Obviously rapid-rest supports REST so it has a generic interface however it does
not support Content-Types beyond "application/json" and the error support
mechanism should have a once over.
REST and MongoDB request processing above the baseline
A measure of the excess processing required to respond to a REST request that inserts
a single document into a MongoDB database.
* Another little red line to be proud of
This chart completes the picture. The entire vertical of processing a REST request
that inserts into MongoDB and the overhead incurred by the REST servers involved
in the trial.
It's over. Now what?
What's the lesson?
Generate concise functions in advance
I did not dissect any of the code behind
restify or journey, but
I know that the performance difference has everything to do with the number of lines
running when a request is made(Javascript is parsed after all). In the case of the
REST server architecture, we have a great advantage in the fact that the server
is configured in advance. It's here that the request parsing functions should be
generated to do the minimum amount of work.
Batch mongo inserts
A spin off result of this benchmark was figuring out how to improve mongo throughput
by sending arrays of objects. If you bother running the benchmarks and do the calculations
you'll find a 300% improvement for rapid-rest and 200% for
journey and restify
above the baseline results. The optimum batch size appears to be more than 4 but
less than 15 which is great if you're developing with a cache.
Might have to avoid mongo upserts when possible (needs further investigation)
Even though the non-safe mode upsert speeds were just as fast as the insert, MongoDB
continued spinning well after the response was received. This excess consumption
appears non-linear, with smaller tests generating none while the 30,000 iteration
tests added a substantial amount. As the database is dropped before every test I
can only attribute this slowness to searching through existing items. I did not
add an index to the collections which may cure this problem.

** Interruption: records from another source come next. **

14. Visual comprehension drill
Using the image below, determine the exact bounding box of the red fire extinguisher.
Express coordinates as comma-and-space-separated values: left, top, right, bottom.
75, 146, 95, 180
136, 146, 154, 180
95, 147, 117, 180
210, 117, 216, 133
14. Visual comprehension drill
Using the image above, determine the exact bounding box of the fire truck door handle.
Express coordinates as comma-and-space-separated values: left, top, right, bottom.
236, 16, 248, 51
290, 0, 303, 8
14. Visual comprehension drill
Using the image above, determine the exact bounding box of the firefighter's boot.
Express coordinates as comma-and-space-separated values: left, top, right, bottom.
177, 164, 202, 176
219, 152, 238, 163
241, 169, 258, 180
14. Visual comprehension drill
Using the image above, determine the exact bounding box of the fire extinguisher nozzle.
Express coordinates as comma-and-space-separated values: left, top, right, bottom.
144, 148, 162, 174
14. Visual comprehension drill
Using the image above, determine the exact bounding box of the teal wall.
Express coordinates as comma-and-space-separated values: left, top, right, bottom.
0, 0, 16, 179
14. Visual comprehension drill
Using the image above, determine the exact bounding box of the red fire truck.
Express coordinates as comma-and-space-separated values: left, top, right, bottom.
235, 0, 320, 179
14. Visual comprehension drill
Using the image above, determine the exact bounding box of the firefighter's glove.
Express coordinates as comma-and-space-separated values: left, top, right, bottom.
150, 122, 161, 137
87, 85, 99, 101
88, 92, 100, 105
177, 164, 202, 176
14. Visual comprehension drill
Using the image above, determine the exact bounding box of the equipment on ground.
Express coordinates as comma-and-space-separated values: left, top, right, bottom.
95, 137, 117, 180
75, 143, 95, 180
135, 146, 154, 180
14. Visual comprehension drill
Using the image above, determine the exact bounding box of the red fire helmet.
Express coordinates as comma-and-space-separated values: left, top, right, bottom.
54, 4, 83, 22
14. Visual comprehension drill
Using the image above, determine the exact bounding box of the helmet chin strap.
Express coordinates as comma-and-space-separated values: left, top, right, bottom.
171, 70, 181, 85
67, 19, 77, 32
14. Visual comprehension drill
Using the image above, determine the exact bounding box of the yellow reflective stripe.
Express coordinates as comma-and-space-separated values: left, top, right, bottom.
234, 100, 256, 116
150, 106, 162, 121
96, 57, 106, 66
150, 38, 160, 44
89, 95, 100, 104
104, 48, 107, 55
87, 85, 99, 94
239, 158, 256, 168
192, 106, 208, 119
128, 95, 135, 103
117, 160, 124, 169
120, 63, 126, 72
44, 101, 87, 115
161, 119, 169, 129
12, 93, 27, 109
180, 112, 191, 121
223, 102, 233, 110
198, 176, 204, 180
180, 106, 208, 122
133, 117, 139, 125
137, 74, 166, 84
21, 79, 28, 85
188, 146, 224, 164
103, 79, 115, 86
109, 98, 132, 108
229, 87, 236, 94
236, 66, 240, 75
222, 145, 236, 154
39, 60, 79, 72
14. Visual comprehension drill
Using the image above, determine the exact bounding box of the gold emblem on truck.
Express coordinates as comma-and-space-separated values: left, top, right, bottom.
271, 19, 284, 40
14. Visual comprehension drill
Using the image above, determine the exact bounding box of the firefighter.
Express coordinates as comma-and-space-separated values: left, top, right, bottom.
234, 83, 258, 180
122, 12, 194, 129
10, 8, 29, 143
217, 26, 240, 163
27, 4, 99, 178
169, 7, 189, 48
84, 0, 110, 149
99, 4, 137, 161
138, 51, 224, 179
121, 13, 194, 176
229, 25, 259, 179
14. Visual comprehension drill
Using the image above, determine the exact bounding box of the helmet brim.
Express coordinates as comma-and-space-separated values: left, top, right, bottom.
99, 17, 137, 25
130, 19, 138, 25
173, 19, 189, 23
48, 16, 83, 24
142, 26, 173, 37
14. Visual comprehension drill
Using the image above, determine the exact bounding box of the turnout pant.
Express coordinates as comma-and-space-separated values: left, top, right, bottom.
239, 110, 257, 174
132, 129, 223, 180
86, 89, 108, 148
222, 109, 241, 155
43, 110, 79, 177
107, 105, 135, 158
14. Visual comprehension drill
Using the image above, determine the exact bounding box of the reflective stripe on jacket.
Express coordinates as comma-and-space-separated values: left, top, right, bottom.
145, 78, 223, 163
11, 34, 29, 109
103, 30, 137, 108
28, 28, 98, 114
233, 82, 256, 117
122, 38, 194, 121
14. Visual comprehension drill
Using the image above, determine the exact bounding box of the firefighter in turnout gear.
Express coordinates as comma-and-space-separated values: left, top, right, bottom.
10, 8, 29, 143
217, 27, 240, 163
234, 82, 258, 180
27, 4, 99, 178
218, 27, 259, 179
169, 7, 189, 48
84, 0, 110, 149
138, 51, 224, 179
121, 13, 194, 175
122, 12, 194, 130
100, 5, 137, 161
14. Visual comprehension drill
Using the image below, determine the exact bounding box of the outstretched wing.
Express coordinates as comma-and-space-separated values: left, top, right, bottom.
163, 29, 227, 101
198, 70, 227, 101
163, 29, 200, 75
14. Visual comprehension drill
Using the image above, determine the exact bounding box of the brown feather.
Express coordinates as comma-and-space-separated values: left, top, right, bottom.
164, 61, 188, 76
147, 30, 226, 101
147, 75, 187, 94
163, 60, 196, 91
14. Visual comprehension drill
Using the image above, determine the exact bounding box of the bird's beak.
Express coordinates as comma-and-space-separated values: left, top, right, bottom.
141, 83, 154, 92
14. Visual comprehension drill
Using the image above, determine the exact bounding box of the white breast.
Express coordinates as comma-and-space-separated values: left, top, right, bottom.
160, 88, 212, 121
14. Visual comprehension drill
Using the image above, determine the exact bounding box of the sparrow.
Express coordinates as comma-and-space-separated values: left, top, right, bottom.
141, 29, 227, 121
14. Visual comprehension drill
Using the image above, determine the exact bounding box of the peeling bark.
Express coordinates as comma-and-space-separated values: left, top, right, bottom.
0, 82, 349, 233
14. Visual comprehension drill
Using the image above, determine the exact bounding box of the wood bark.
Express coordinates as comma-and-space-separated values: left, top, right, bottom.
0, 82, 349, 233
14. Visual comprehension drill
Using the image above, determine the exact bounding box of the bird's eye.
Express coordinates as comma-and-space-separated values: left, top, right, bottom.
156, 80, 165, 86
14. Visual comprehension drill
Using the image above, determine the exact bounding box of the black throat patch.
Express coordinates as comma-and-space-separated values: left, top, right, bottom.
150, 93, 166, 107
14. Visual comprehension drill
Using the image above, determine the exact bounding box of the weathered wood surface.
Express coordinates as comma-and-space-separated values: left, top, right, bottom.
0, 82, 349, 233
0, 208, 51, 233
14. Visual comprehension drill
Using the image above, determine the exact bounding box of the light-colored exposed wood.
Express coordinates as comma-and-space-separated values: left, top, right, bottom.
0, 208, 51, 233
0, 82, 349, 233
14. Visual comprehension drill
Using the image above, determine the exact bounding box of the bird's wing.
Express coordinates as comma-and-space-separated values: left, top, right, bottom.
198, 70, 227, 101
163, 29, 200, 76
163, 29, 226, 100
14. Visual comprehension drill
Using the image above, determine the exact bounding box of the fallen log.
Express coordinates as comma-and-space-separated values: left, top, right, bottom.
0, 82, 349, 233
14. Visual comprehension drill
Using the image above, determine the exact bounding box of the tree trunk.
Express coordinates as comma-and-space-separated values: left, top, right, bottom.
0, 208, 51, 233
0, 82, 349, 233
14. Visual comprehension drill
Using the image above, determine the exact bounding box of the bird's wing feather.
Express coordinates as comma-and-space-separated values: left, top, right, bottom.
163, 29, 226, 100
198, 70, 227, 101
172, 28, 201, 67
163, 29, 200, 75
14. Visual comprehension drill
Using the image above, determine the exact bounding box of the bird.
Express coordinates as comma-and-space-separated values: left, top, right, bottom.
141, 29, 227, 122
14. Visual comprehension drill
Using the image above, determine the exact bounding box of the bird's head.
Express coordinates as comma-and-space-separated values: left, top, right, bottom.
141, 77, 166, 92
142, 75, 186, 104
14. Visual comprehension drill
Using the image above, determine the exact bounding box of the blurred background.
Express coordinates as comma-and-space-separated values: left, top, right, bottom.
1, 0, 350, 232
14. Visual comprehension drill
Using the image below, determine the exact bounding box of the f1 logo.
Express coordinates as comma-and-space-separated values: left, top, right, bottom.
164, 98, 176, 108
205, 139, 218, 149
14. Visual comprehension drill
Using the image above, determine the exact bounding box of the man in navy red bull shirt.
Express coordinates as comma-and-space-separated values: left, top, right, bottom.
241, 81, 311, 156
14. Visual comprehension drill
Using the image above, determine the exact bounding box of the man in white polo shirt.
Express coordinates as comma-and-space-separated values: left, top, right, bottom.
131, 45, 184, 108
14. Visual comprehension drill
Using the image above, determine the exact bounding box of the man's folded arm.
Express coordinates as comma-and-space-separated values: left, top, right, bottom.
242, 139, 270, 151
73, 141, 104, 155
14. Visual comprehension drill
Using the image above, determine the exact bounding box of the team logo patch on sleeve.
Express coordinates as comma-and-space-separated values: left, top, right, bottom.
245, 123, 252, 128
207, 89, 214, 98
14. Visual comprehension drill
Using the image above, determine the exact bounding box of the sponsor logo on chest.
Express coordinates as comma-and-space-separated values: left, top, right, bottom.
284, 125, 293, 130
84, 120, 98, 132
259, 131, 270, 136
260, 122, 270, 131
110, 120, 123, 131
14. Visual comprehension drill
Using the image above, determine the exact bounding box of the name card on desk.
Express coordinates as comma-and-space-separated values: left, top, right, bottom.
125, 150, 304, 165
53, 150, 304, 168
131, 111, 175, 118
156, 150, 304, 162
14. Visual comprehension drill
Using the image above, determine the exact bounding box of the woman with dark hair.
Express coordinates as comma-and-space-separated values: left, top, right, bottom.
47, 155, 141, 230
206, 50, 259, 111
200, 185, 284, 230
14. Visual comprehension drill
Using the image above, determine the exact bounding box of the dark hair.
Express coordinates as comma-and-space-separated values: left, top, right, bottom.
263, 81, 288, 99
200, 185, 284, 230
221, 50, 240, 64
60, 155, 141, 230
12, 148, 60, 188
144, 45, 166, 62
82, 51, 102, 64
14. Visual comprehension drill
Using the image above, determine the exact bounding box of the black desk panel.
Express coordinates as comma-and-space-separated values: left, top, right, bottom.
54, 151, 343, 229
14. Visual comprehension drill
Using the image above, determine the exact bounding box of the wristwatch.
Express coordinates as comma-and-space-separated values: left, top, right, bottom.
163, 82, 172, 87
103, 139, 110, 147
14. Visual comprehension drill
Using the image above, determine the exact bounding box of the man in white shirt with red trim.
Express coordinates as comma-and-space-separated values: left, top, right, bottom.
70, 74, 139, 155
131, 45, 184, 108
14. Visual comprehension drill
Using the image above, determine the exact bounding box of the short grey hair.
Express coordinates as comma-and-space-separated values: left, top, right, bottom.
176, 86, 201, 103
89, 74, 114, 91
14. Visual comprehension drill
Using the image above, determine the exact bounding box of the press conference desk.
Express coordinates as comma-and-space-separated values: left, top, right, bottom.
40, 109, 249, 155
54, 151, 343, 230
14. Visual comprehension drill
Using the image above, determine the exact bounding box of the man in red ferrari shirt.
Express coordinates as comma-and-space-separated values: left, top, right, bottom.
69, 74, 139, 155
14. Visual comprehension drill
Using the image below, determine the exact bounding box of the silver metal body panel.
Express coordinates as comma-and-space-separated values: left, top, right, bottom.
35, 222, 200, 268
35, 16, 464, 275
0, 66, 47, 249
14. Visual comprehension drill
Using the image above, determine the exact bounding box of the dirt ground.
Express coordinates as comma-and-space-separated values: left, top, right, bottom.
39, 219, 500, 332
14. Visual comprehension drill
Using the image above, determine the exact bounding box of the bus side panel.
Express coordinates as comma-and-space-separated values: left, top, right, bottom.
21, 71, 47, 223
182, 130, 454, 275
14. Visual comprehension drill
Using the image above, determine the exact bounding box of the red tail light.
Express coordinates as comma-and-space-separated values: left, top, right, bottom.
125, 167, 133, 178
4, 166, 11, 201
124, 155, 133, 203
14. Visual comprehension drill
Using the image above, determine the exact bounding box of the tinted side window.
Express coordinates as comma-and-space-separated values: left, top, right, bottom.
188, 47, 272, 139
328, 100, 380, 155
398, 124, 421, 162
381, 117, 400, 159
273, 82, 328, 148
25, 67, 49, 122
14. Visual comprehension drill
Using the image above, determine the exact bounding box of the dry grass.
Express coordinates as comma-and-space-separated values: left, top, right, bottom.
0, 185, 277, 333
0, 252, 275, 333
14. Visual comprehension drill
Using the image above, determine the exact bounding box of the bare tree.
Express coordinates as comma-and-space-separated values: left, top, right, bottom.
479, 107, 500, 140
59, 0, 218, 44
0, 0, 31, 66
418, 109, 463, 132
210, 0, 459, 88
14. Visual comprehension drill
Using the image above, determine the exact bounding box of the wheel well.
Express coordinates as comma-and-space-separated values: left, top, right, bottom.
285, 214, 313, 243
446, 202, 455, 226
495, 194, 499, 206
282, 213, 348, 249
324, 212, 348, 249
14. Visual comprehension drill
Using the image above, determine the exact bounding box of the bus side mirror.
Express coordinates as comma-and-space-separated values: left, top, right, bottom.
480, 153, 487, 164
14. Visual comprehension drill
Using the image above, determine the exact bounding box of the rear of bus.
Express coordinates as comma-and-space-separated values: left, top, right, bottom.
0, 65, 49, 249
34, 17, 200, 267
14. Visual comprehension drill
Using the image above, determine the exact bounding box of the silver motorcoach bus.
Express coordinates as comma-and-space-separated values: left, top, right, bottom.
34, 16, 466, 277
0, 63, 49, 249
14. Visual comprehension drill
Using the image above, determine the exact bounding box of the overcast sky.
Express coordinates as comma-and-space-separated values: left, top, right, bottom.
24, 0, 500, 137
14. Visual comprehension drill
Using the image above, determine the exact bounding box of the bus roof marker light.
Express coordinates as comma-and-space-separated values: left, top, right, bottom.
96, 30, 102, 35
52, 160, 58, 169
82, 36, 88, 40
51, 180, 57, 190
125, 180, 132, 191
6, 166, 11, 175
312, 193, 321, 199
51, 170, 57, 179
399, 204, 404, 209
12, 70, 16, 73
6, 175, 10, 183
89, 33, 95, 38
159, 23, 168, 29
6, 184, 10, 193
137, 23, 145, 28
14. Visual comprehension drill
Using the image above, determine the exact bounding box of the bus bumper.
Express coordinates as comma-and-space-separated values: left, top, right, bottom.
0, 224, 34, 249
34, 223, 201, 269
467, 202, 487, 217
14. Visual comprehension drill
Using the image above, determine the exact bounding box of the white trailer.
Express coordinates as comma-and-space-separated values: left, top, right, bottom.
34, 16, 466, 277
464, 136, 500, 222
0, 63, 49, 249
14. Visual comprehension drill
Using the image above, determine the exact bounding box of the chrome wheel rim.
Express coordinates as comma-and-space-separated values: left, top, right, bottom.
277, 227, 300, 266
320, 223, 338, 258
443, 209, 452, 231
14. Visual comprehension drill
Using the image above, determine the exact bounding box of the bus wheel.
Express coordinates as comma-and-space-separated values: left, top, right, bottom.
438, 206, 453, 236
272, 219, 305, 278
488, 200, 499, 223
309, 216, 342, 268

Which is the better REST server?
That all depends on what you're looking for. If you need a full featured REST server
that has a proven track record and numerous contributors that have probably squashed
most of the bugs then you'll probably want to choose either restify or journey. If
you're a programmer looking to eke out a few MIPS to impress the boss and you have
a simple requirement then implementing rapid-rest might get you noticed.